Und, ah!, wie mich das ärgert. Dieses Wählerische. Die ewige Zurücksetzung. Und daß wir Männer uns immer und immer die Köppe einschlagen müssen, während die Frauen dasitzen, zugucken und am Ende den lädierten Sieger in die Arme schließen dürfen – zumindest so lange, bis ein anderer Herausforderer antritt. Es ist lächerlich. Es ist unwürdig. Es ist empörend. Und daß niemand etwas dafür kann, weil es in der Natur der Sache liegt, das macht es nicht besser, das macht es nur noch viel schlimmer. Auch wenn ich aus dem Alter raus bin.
Hätte ich die zuletzt erwähnte Statistik damals, als ich noch nicht aus dem Alter raus war, schon gekannt, wäre meine Frustration zwar nicht geringer gewesen, aber ich hätte eine Erklärung gehabt, warum es auf der Datingplattform nicht voranging. Vielleicht hätte mich das mit einer Art von befriedigtem Ingrimm erfüllt. Warum ich nie angeschrieben wurde. Warum auf die meisten meiner eigenen Zuschriften nicht einmal eine Ablehnung zurückkam – als wäre schon mein Ansinnen ungebührlich. Als hätte ich nach etwas greifen wollen, das nicht für mich bestimmt war. War es auch nicht, offensichtlich. Aber als ob ihr, liebe Angeschriebene, so unglaublich der Reißer gewesen wärt. Ich habe da meinen eignen Marktwert schon mit eingerechnet, als ich euch und nicht die heiße Schwarze mit dem verruchten Blick angeschrieben habe. Gegen die kamt ihr nämlich auch nicht an. Meint ihr, bei euch gäbe es kein Mittelmaß?

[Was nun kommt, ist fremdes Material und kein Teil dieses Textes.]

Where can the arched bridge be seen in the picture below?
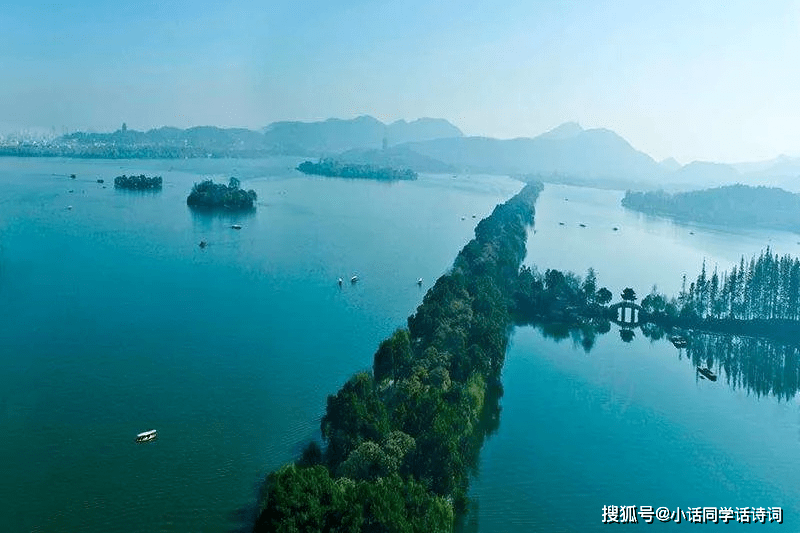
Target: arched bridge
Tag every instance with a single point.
(628, 313)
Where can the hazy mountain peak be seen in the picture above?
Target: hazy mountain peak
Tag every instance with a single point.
(566, 130)
(670, 164)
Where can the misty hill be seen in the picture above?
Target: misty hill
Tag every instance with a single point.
(365, 132)
(396, 157)
(732, 205)
(568, 150)
(707, 174)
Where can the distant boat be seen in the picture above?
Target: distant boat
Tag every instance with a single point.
(678, 341)
(147, 436)
(708, 374)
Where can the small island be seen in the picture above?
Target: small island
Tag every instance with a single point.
(138, 183)
(332, 168)
(210, 195)
(732, 205)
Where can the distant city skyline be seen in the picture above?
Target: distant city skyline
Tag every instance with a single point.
(695, 81)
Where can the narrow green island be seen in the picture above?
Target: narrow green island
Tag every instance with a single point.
(332, 168)
(401, 442)
(210, 195)
(137, 183)
(733, 205)
(758, 297)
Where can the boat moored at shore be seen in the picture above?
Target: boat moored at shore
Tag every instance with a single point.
(147, 436)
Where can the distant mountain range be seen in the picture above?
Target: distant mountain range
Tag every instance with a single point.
(567, 153)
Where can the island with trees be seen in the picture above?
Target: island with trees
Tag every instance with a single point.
(210, 195)
(333, 168)
(137, 183)
(402, 440)
(732, 205)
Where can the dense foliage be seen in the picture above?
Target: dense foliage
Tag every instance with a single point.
(765, 287)
(333, 168)
(140, 182)
(208, 194)
(402, 440)
(734, 205)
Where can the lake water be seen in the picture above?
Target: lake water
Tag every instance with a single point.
(632, 423)
(116, 322)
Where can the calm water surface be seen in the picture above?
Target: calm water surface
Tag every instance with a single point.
(632, 423)
(115, 322)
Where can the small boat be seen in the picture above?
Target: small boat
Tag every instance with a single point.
(678, 341)
(147, 436)
(706, 373)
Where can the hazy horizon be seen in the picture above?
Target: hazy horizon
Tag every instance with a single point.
(711, 82)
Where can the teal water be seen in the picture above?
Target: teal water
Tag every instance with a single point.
(631, 423)
(116, 322)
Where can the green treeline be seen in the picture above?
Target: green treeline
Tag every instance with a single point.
(766, 287)
(332, 168)
(732, 205)
(208, 194)
(139, 183)
(403, 440)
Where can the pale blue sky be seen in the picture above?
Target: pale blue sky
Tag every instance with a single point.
(713, 80)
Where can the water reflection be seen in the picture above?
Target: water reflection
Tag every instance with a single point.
(759, 366)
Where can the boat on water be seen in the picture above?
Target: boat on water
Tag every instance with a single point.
(678, 341)
(706, 373)
(147, 436)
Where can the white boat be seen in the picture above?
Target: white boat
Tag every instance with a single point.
(147, 436)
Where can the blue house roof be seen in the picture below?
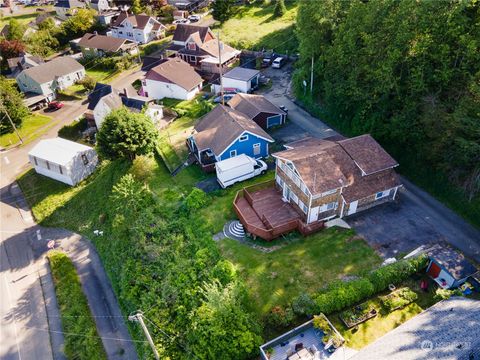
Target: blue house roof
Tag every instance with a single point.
(221, 127)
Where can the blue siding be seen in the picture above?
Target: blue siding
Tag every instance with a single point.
(246, 147)
(274, 120)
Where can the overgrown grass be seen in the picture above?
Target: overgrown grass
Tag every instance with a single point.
(253, 27)
(29, 130)
(306, 265)
(81, 337)
(385, 321)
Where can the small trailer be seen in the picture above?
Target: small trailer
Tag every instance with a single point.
(238, 168)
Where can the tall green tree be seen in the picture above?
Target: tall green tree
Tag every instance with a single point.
(222, 10)
(124, 134)
(279, 9)
(11, 102)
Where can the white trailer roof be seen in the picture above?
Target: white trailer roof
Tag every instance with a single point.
(234, 162)
(57, 150)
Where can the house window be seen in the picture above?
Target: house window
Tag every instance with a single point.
(382, 194)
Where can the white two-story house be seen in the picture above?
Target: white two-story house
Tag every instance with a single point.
(45, 79)
(139, 28)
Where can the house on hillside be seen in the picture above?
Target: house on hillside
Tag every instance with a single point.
(172, 78)
(46, 79)
(94, 45)
(22, 62)
(241, 79)
(448, 267)
(321, 179)
(448, 330)
(259, 109)
(140, 28)
(198, 46)
(66, 8)
(104, 99)
(224, 133)
(63, 160)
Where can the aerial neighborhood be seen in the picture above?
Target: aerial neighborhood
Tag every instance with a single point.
(219, 179)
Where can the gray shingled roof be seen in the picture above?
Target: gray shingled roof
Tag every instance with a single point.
(50, 70)
(448, 330)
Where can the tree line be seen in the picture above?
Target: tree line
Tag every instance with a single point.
(408, 72)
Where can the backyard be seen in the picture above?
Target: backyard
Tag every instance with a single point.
(254, 27)
(33, 126)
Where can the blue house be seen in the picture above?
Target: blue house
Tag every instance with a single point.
(224, 133)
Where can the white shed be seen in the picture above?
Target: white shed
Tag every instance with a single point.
(242, 79)
(63, 160)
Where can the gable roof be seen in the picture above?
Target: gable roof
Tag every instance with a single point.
(221, 126)
(57, 150)
(325, 165)
(450, 327)
(102, 42)
(175, 71)
(240, 73)
(98, 92)
(252, 105)
(183, 32)
(138, 21)
(50, 70)
(368, 154)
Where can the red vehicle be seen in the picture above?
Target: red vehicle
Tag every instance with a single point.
(55, 105)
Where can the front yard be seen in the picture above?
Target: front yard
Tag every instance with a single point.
(304, 265)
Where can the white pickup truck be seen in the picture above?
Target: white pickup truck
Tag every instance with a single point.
(238, 168)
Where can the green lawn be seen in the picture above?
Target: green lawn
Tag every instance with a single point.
(384, 322)
(306, 265)
(30, 129)
(253, 27)
(81, 336)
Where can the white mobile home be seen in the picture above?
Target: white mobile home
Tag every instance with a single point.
(63, 160)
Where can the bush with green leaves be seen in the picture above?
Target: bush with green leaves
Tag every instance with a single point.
(124, 134)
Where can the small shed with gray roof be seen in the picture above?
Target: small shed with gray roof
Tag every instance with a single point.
(448, 267)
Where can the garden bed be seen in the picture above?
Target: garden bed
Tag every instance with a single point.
(398, 299)
(358, 314)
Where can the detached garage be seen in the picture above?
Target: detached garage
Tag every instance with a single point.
(63, 160)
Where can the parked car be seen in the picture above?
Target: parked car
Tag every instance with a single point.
(55, 105)
(279, 62)
(226, 97)
(181, 21)
(238, 168)
(194, 18)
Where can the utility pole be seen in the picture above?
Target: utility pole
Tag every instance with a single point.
(311, 78)
(11, 122)
(220, 68)
(138, 317)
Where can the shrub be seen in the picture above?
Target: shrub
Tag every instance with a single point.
(196, 199)
(280, 317)
(304, 305)
(340, 295)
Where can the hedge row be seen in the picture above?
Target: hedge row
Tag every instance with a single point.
(340, 295)
(81, 336)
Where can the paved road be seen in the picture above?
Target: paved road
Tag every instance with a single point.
(418, 218)
(26, 291)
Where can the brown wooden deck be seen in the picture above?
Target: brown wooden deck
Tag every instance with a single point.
(263, 212)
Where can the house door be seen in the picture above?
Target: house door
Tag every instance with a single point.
(286, 192)
(352, 209)
(313, 216)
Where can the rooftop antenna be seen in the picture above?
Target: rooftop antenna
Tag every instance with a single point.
(220, 68)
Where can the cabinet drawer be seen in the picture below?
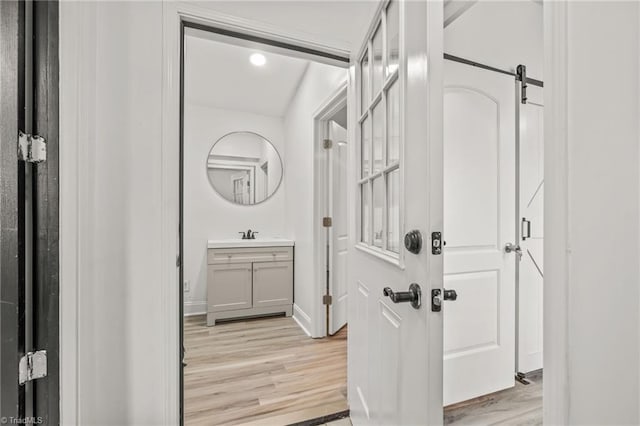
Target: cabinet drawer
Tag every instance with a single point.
(243, 255)
(272, 284)
(229, 287)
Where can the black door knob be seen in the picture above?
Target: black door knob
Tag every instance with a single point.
(450, 295)
(413, 241)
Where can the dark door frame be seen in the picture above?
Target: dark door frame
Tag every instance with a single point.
(184, 24)
(12, 204)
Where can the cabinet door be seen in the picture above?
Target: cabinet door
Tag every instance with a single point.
(229, 287)
(272, 284)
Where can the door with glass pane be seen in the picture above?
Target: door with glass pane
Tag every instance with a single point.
(395, 349)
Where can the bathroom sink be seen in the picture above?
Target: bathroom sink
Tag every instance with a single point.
(258, 242)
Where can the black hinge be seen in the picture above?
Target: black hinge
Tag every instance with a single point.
(31, 148)
(436, 243)
(33, 365)
(521, 72)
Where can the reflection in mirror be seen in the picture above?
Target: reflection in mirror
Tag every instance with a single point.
(244, 168)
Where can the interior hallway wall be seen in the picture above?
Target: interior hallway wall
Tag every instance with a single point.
(319, 82)
(600, 194)
(206, 214)
(502, 34)
(110, 239)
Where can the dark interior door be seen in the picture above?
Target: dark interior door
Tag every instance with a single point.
(12, 213)
(45, 195)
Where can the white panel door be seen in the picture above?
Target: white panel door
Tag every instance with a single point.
(479, 219)
(530, 274)
(339, 231)
(394, 349)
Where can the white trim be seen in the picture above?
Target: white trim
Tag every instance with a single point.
(302, 319)
(556, 213)
(333, 103)
(386, 255)
(77, 125)
(195, 307)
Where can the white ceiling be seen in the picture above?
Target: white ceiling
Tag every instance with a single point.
(219, 75)
(337, 23)
(502, 34)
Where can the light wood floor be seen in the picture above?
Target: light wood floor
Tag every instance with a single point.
(267, 371)
(262, 371)
(520, 405)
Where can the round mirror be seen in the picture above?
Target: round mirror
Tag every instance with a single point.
(244, 168)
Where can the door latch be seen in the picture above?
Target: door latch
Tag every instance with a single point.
(525, 226)
(414, 295)
(513, 248)
(413, 241)
(436, 300)
(436, 243)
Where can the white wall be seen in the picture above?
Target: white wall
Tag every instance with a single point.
(207, 214)
(116, 354)
(502, 34)
(598, 285)
(111, 203)
(318, 83)
(110, 178)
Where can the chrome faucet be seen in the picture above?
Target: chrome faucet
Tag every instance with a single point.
(249, 235)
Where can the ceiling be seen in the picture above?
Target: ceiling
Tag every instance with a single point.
(502, 34)
(340, 24)
(219, 75)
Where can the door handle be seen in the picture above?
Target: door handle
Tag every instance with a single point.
(513, 248)
(525, 224)
(436, 301)
(414, 295)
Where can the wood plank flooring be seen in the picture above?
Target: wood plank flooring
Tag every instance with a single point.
(520, 405)
(262, 371)
(268, 372)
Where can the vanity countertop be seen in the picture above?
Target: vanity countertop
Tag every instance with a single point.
(258, 242)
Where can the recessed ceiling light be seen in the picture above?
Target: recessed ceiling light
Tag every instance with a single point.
(258, 59)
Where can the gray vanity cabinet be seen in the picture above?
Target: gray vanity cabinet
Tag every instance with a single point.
(251, 281)
(272, 284)
(232, 286)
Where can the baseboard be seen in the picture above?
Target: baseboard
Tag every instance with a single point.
(198, 307)
(302, 319)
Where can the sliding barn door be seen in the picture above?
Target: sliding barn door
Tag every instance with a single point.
(531, 272)
(479, 221)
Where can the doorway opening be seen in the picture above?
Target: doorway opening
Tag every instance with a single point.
(249, 313)
(493, 185)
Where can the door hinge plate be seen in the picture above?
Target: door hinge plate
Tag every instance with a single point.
(31, 148)
(33, 365)
(436, 243)
(521, 72)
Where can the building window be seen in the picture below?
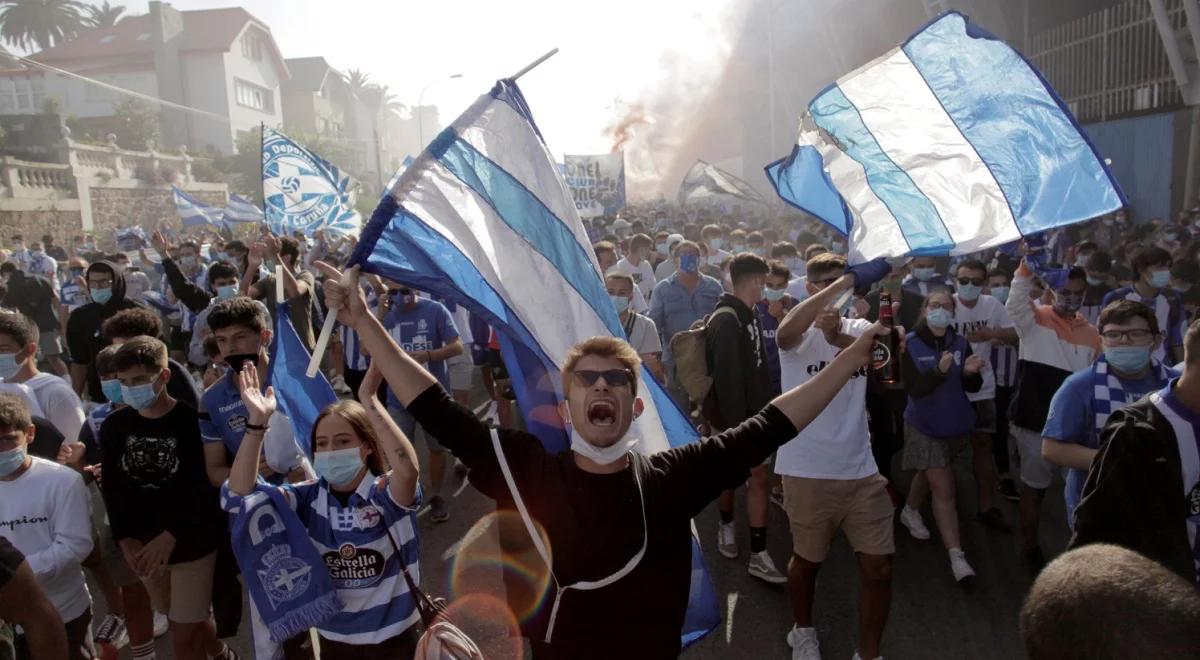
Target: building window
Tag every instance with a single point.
(253, 96)
(252, 46)
(21, 95)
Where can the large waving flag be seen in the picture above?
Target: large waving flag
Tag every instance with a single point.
(195, 213)
(484, 219)
(304, 191)
(239, 209)
(948, 144)
(706, 183)
(300, 397)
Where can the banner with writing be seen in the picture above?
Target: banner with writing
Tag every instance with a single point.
(597, 183)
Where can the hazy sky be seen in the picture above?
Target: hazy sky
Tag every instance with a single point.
(610, 51)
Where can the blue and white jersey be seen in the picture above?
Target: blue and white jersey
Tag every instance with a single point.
(359, 556)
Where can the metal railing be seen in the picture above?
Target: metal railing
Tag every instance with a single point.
(1111, 63)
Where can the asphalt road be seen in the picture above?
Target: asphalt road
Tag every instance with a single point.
(931, 616)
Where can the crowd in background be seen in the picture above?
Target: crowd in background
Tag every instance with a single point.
(132, 413)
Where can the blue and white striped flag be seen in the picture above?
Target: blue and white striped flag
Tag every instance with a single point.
(195, 213)
(240, 209)
(949, 144)
(304, 191)
(483, 219)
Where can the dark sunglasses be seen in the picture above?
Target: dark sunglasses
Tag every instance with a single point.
(613, 377)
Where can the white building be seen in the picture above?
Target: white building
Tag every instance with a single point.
(222, 61)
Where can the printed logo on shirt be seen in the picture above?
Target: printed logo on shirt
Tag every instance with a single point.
(24, 520)
(238, 423)
(150, 461)
(285, 577)
(349, 520)
(353, 568)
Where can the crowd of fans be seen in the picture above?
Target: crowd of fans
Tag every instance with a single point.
(133, 417)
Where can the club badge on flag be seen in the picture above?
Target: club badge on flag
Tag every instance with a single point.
(195, 213)
(948, 144)
(304, 191)
(484, 219)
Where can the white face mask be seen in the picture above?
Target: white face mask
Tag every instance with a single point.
(601, 455)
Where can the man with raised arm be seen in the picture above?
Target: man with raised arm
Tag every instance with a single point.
(617, 523)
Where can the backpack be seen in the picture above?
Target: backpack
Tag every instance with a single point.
(691, 358)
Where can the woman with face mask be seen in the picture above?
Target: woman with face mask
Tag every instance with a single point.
(939, 370)
(346, 516)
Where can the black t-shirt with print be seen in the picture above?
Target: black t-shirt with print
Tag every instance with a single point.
(155, 481)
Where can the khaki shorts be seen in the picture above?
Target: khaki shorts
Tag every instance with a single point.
(817, 508)
(184, 591)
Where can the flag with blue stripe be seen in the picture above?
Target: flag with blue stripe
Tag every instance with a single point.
(240, 209)
(949, 144)
(484, 219)
(304, 191)
(195, 213)
(300, 397)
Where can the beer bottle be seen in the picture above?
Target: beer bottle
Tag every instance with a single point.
(886, 353)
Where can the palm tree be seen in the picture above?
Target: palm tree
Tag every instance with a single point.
(103, 16)
(25, 24)
(357, 79)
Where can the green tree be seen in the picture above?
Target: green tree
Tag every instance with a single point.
(103, 16)
(27, 24)
(136, 123)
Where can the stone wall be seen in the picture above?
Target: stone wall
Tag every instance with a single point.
(63, 225)
(112, 208)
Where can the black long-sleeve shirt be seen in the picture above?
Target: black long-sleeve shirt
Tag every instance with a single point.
(154, 481)
(923, 383)
(737, 358)
(594, 522)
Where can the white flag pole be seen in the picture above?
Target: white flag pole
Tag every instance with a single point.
(327, 330)
(533, 64)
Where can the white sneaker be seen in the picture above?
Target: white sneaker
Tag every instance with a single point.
(959, 564)
(161, 624)
(726, 540)
(804, 643)
(911, 519)
(763, 568)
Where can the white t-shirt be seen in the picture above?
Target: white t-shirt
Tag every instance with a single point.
(46, 514)
(642, 275)
(988, 313)
(60, 403)
(643, 336)
(838, 443)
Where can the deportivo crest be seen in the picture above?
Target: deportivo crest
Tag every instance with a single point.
(303, 191)
(285, 577)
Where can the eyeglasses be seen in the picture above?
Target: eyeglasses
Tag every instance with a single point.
(1135, 335)
(612, 377)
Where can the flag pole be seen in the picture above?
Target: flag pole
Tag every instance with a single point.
(533, 64)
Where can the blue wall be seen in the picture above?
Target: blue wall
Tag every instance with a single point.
(1143, 150)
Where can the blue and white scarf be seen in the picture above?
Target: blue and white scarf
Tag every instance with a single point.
(1108, 395)
(287, 580)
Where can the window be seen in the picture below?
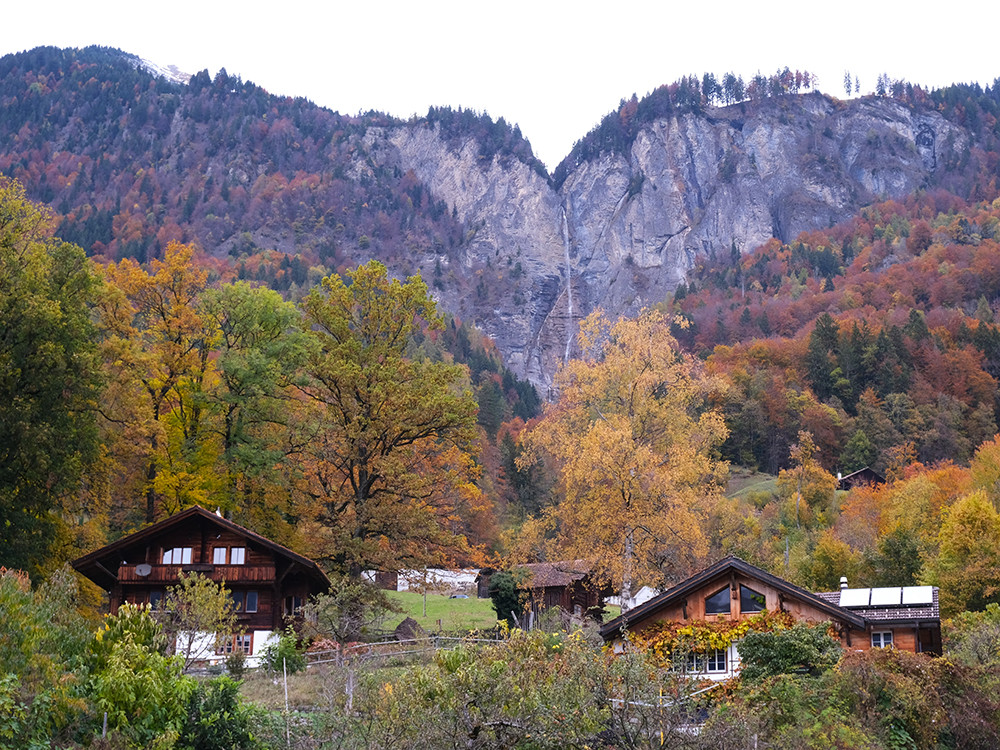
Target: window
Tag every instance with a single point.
(751, 601)
(718, 603)
(882, 639)
(716, 660)
(177, 556)
(244, 601)
(240, 642)
(710, 661)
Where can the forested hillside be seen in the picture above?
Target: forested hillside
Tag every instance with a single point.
(282, 191)
(318, 325)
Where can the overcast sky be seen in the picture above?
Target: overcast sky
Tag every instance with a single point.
(554, 68)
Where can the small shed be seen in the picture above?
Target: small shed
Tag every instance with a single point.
(866, 475)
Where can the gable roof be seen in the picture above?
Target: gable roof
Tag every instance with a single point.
(892, 614)
(867, 475)
(562, 573)
(637, 614)
(91, 565)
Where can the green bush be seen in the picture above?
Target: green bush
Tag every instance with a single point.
(808, 649)
(216, 719)
(284, 654)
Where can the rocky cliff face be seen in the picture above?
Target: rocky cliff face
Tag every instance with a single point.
(623, 229)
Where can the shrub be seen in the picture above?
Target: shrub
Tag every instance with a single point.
(284, 654)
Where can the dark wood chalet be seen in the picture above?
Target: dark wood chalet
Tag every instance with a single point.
(567, 584)
(268, 581)
(903, 617)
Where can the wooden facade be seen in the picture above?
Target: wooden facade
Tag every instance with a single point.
(268, 581)
(733, 589)
(566, 584)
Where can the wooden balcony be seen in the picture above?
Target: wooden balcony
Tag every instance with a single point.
(168, 574)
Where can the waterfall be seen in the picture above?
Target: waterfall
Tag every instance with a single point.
(569, 289)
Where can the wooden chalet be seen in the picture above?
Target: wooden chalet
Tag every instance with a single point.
(857, 478)
(268, 582)
(566, 584)
(731, 589)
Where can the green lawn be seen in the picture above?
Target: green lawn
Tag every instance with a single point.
(453, 614)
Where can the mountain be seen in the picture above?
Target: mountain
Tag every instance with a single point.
(130, 161)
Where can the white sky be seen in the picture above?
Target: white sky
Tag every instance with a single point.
(553, 67)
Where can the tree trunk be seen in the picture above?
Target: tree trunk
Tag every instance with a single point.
(626, 592)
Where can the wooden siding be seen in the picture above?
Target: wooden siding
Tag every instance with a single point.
(231, 574)
(692, 607)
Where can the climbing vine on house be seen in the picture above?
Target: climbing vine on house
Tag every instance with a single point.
(666, 639)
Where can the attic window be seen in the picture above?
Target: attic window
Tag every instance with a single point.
(751, 601)
(718, 603)
(177, 556)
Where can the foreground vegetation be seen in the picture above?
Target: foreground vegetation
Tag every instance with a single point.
(61, 675)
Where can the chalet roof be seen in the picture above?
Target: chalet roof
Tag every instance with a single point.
(867, 475)
(718, 570)
(562, 573)
(93, 565)
(891, 614)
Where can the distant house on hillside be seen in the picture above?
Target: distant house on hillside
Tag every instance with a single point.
(567, 584)
(866, 475)
(902, 617)
(268, 581)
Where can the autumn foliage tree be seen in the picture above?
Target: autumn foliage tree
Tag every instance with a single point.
(49, 376)
(387, 461)
(157, 347)
(635, 447)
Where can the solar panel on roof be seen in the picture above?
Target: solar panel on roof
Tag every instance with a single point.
(855, 597)
(885, 597)
(918, 595)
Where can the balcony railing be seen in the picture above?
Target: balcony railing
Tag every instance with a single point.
(170, 573)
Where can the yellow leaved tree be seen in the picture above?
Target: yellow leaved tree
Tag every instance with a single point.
(634, 441)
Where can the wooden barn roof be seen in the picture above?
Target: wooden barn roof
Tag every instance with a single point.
(719, 569)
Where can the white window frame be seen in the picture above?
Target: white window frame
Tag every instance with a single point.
(177, 556)
(716, 660)
(884, 639)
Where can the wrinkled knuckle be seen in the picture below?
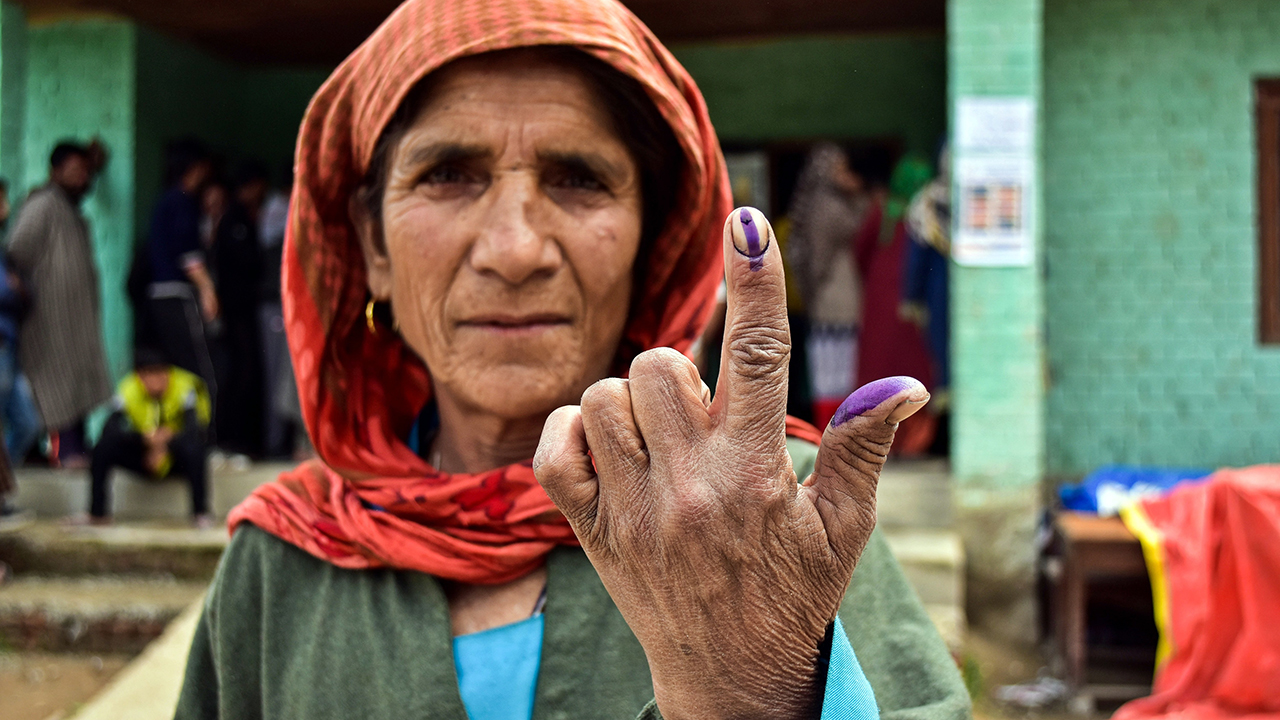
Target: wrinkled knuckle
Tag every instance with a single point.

Die Anzahl der Zuschriften auf Datingplattformen ist außerdem auch noch Pareto-verteilt. Jeder, der sich schon einmal gefragt hat, warum das nicht so recht zündet mit dem eigenen Blog, der eigenen Video-Seite, den Strickmustern oder Katzenbildern, hier ist das Geheimnis: Blogs und ganz allgemein Webseiten verhalten sich wie Großstädte, bewaffnete Konflikte, das Jahreseinkommen und die Wörter einer Sprache: Sehr, sehr wenige haben sehr sehr viel, der klägliche Rest verteilt sich dünn ausgestrichen auf die Masse. Sehr wenige Blogs ziehen sehr viele Follower an sich, während sehr, sehr vielen Blogs nur eine Handvoll Leser folgt; sehr wenige Städte haben mehrere Millionen Einwohner, sehr viele Städte nur ein paar tausend; große Opferzahlen findet man bei sehr wenigen Kriegen, in den meisten sterben nur wenige Menschen; nur eine handvoll Wörter führen die Häufigkeit in Texten an, während die meisten Wörter selten sind; sehr wenige Menschen sind stinkreich, aber sehr viele bettelarm. Und eben: Sehr wenige Paarungsbereite bekommen die überwiegende Mehrzahl aller Zuschriften auf einer Datingplattform. Man braucht ein ziemlich dickes Fell, wenn man sich dort tummelt. Spaß macht das nur, wenn man einer der wenigen ist, die den Löwenanteil von Zuschriften bekommen, und die Wahrscheinlichkeit ist hoch, daß man das nicht ist.